Au début de l’histoire nous sommes en Roumanie post-communiste, dans le petit village de Rãdeni, près de la frontière avec la Moldavie, ravagé par le chômage et la pauvreté. Un matin, Manuel, seize ans, et sa grande sœur Angelica, vingt-quatre ans, découvrent que leur mère, Daniela 47 ans, les a quittés en pleine nuit, sans en parler à personne. Elle est partie en autobus en Italie, à Milan où elle a trouvé du travail comme assistante de vie.

En effet, avec Filip son mari qui est aussi au chômage, elle n’avait d’autre choix que de se sacrifier pour aider sa famille à vivre, pouvoir financer les études de ses deux enfants et les travaux de rénovation de leur vieille maison. Le jeune Manuel supporte très mal cette situation, d’autant plus que bientôt c’est aussi son père, Filip, qui s’en va exercer le métier de chauffeur de camion en Pologne, et Angelica qui part suivre des études à l’université. Manuel, - malgré la nouvelle et relative aisance matérielle offerte par l’exil forcé de leur mère -, souffre de plus en plus de l’absence de celle-ci et se sent abandonné de tous… Très vite, entraîné par ses mauvaises fréquentations, Manuel «tourne mal»!..

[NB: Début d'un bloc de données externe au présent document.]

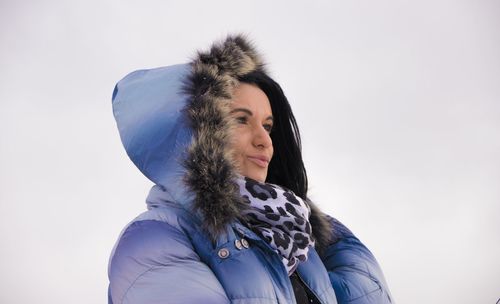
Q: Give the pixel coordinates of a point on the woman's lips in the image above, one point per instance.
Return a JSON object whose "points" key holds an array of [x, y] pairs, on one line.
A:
{"points": [[260, 161]]}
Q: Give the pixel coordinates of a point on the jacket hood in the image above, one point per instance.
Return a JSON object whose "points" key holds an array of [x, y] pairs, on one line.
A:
{"points": [[174, 124]]}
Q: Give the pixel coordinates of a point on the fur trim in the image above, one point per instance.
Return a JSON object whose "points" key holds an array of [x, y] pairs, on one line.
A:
{"points": [[209, 165]]}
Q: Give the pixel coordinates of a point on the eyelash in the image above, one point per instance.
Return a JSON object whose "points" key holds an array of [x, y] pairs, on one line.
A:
{"points": [[244, 120]]}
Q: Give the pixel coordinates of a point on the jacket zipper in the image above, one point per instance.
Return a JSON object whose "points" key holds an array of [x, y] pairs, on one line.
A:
{"points": [[309, 288]]}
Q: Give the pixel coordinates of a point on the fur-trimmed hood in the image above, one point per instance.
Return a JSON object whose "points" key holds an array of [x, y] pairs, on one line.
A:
{"points": [[174, 123]]}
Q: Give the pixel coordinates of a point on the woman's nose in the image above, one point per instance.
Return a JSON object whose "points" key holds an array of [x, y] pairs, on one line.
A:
{"points": [[262, 138]]}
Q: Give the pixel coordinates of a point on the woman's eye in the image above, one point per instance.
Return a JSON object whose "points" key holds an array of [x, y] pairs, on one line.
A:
{"points": [[241, 119]]}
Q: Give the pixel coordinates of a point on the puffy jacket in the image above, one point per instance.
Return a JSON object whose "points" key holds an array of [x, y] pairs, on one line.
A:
{"points": [[190, 246]]}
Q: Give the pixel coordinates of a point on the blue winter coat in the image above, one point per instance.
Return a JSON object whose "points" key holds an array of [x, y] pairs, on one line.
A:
{"points": [[190, 246]]}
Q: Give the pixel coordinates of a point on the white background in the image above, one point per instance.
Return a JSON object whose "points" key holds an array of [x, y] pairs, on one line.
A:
{"points": [[398, 103]]}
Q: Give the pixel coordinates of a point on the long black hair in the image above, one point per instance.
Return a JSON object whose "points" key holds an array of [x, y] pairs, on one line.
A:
{"points": [[286, 167]]}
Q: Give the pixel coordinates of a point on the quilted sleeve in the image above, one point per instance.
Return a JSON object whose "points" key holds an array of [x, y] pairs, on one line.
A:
{"points": [[353, 270], [155, 262]]}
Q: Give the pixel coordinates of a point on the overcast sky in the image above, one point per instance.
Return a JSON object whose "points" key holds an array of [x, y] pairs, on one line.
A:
{"points": [[398, 103]]}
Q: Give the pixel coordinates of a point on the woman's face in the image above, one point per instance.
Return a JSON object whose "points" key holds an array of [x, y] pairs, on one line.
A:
{"points": [[250, 141]]}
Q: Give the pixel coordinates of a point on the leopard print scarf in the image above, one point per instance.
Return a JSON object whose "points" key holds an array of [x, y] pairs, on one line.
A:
{"points": [[280, 217]]}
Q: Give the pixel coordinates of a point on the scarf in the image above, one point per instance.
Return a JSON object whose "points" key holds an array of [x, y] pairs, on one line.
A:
{"points": [[280, 218]]}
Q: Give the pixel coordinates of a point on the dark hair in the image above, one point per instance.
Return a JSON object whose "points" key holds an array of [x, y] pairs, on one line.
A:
{"points": [[286, 167]]}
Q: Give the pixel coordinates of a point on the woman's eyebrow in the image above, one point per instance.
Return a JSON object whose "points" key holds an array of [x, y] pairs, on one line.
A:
{"points": [[247, 111]]}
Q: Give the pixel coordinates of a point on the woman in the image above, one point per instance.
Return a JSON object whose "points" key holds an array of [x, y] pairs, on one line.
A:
{"points": [[228, 219]]}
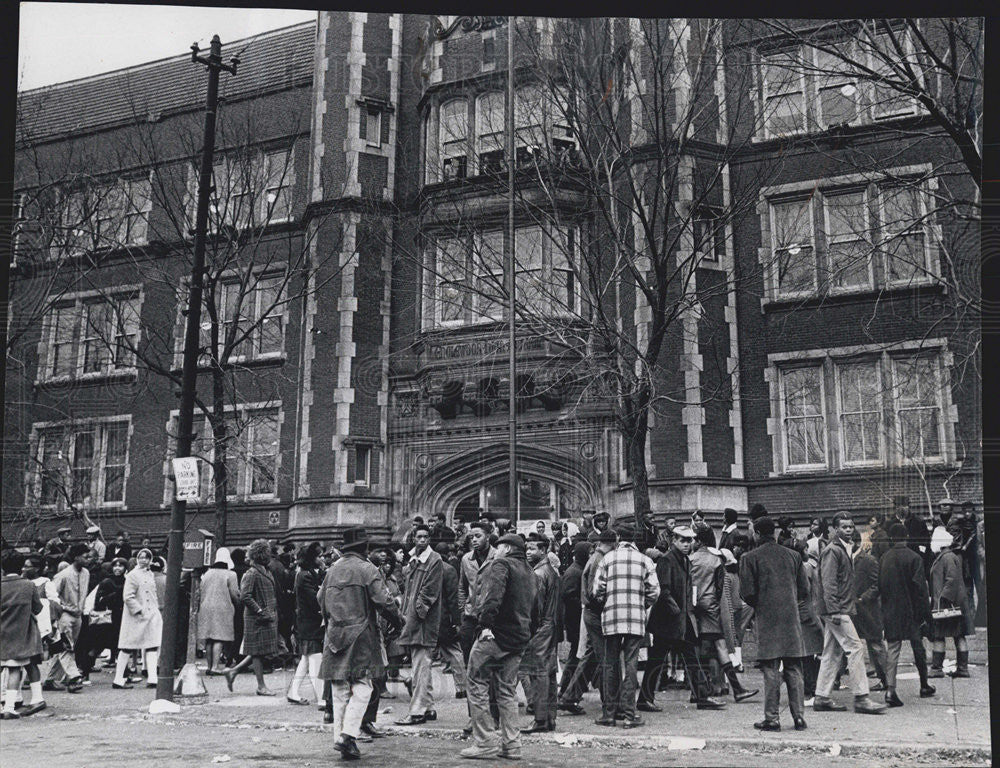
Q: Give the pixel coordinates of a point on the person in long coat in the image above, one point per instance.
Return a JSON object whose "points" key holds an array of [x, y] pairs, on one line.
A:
{"points": [[868, 619], [674, 627], [948, 591], [905, 607], [20, 640], [772, 582], [219, 599], [422, 612], [142, 624], [352, 597], [258, 593]]}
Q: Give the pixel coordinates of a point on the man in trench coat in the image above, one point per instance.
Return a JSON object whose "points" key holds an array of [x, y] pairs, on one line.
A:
{"points": [[772, 580], [353, 593], [422, 613]]}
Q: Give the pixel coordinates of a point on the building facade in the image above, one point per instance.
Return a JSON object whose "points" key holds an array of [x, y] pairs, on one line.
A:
{"points": [[359, 228]]}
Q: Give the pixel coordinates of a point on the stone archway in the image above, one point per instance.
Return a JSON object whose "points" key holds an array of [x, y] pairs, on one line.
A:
{"points": [[441, 489]]}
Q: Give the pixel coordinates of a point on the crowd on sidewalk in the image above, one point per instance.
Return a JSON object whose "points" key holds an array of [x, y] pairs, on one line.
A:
{"points": [[492, 606]]}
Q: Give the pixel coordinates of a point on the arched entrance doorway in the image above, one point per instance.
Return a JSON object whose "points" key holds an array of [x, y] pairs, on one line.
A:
{"points": [[551, 485]]}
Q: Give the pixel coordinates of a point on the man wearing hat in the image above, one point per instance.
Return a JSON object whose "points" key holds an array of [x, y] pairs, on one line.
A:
{"points": [[424, 574], [504, 624], [772, 581], [905, 607], [353, 594], [674, 627], [626, 583]]}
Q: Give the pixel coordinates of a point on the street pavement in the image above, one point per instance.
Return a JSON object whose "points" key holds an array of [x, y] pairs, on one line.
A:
{"points": [[950, 729]]}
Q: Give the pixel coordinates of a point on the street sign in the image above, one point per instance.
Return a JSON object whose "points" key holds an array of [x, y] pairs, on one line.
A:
{"points": [[186, 479]]}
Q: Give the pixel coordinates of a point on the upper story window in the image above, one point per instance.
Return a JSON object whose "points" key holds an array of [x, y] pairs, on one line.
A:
{"points": [[851, 236], [90, 335], [80, 462], [466, 283], [888, 407], [250, 188], [543, 131], [103, 216], [805, 89]]}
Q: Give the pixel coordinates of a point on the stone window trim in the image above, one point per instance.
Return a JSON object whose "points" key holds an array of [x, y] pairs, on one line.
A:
{"points": [[828, 359], [283, 309], [33, 473], [874, 183], [203, 431], [78, 299]]}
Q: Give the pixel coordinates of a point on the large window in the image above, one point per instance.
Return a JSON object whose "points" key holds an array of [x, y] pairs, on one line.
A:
{"points": [[848, 235], [90, 335], [843, 409], [81, 463]]}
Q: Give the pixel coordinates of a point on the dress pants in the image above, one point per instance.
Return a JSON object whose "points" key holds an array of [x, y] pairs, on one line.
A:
{"points": [[350, 700], [491, 664], [621, 680], [791, 672], [840, 639], [919, 659], [592, 662], [423, 693]]}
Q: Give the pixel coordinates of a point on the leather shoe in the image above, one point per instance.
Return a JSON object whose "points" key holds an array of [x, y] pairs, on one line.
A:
{"points": [[827, 705], [632, 722], [411, 720], [710, 703], [608, 721], [768, 725], [31, 709], [536, 727]]}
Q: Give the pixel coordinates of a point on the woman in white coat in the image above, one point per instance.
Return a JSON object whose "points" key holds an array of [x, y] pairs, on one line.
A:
{"points": [[142, 624]]}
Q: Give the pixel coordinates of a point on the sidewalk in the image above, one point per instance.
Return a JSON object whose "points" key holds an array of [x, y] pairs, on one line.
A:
{"points": [[954, 726]]}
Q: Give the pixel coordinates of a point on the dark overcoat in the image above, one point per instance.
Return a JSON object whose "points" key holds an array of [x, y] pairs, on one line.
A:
{"points": [[422, 601], [903, 586], [771, 582], [260, 612], [812, 628], [672, 615], [353, 595], [868, 619]]}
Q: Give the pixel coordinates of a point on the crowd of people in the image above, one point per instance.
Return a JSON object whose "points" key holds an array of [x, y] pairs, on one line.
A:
{"points": [[493, 606]]}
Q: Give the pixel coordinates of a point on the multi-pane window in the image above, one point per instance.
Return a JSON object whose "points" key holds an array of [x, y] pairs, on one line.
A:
{"points": [[847, 242], [113, 215], [94, 335], [251, 318], [82, 464], [784, 94], [454, 135], [859, 400], [917, 399], [804, 422], [794, 254], [904, 236]]}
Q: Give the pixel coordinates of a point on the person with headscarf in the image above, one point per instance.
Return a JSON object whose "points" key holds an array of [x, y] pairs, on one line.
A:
{"points": [[308, 623], [258, 593], [142, 624], [219, 598], [947, 590]]}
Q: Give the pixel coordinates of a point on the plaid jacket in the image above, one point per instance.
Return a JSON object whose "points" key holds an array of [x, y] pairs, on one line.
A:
{"points": [[626, 578]]}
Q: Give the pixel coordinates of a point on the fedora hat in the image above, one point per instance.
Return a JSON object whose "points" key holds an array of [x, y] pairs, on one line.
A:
{"points": [[355, 537]]}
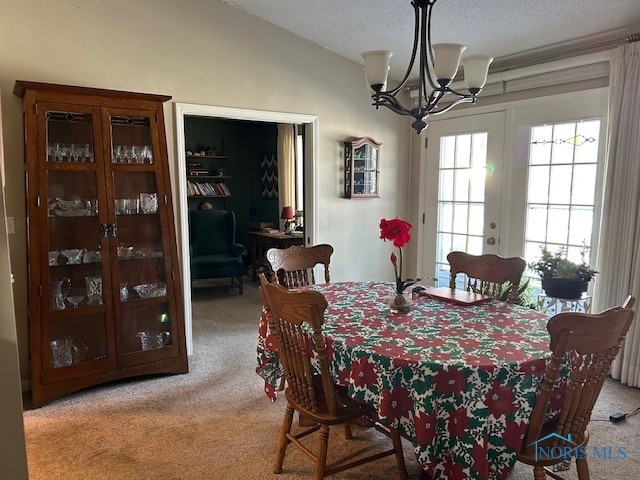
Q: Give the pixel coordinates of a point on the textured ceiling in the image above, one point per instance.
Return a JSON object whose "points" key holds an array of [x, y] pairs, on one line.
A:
{"points": [[499, 28]]}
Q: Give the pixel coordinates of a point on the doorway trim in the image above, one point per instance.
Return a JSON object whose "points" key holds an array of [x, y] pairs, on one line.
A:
{"points": [[311, 158]]}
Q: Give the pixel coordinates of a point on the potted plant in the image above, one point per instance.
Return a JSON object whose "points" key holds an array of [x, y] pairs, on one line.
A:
{"points": [[561, 277]]}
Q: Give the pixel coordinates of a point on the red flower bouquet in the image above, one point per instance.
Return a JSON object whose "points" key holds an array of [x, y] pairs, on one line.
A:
{"points": [[397, 231]]}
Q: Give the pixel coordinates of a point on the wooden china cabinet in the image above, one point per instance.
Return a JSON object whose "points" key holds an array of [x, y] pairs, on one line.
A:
{"points": [[104, 295]]}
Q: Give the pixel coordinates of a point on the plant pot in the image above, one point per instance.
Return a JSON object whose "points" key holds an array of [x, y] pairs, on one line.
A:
{"points": [[564, 287], [401, 302]]}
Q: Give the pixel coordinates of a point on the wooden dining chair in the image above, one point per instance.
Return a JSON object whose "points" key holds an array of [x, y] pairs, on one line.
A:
{"points": [[314, 395], [293, 266], [587, 344], [488, 274]]}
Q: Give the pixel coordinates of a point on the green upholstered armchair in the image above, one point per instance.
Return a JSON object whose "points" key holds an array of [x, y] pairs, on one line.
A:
{"points": [[214, 251]]}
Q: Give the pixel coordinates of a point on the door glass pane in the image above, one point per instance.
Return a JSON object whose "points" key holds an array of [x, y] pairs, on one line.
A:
{"points": [[146, 325], [142, 281], [69, 137], [77, 317], [562, 188], [461, 197], [131, 140]]}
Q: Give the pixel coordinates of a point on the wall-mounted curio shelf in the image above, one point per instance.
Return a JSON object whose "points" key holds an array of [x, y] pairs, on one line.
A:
{"points": [[361, 168]]}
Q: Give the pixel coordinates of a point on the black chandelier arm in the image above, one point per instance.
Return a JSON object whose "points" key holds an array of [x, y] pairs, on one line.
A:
{"points": [[430, 110], [416, 31], [389, 101], [427, 48]]}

L'adolescent ne trouve du réconfort et de l’affection qu’après de Papy Mihai, son grand-père maternel, qui l’initie aux métiers manuels, au jardinage et a l’agriculture. Malheureusement, ce dernier meurt de façon inattendue…

«Quand je reviendrai» est le cinquième roman de l'auteur italien son premier livre chorale à trois voix. Marco BALZANO (*1978), donne tour à tour la parole à Manuel (le fils donc), puis à Daniela (dite Moma, la mère) et enfin Angelica (dite Bumba, la fille aînée). Déjà, je dois dire que c’est dommage que l’écrivain italien n’ait pas aussi donné la parole à Filip Matei le père de famille, qui est quand même partie prenante, et qui revient tout au long du récit. Je pense que le récit aurait beaucoup gagné en intérêt et en «épaisseur», grâce à cela.

Si M. BALZANO nous restitue les trois voix de manière admirable, il nous les restitue trop de manière identique. Sur le même ton, un peu monocorde, tristounet, nostalgique, un peu distancié… On a donc beaucoup de mal à croire que ce sont trois personnes différentes qui parlent… C’est toutefois une très belle analyse des liens familiaux. Les relations entre la mère et sa fille, - qui a été obligée de prendre la place de celle-ci, après son départ -, notamment, sont aussi très finement décrites… La troisième partie du livre, qui nous présente la confrontation entre la mère et la fille, est d'ailleurs, - et de loin -, la plus intéressante et la mieux réussie du livre.

Que dire de plus? On peut aussi dire que l’écriture de M. BALZANO n’a rien d’exceptionnel. Ni dans le choix des mots, ni dans le style. Mais elle est belle, bien adaptée et suffisante au récit qu’il nous propose. Elle coule douce, délicate, sans accroc, sans nous heurter, même quand les pages deviennent «bouleversantes» et nous décrivent des situations très tragiques du cours de la vie.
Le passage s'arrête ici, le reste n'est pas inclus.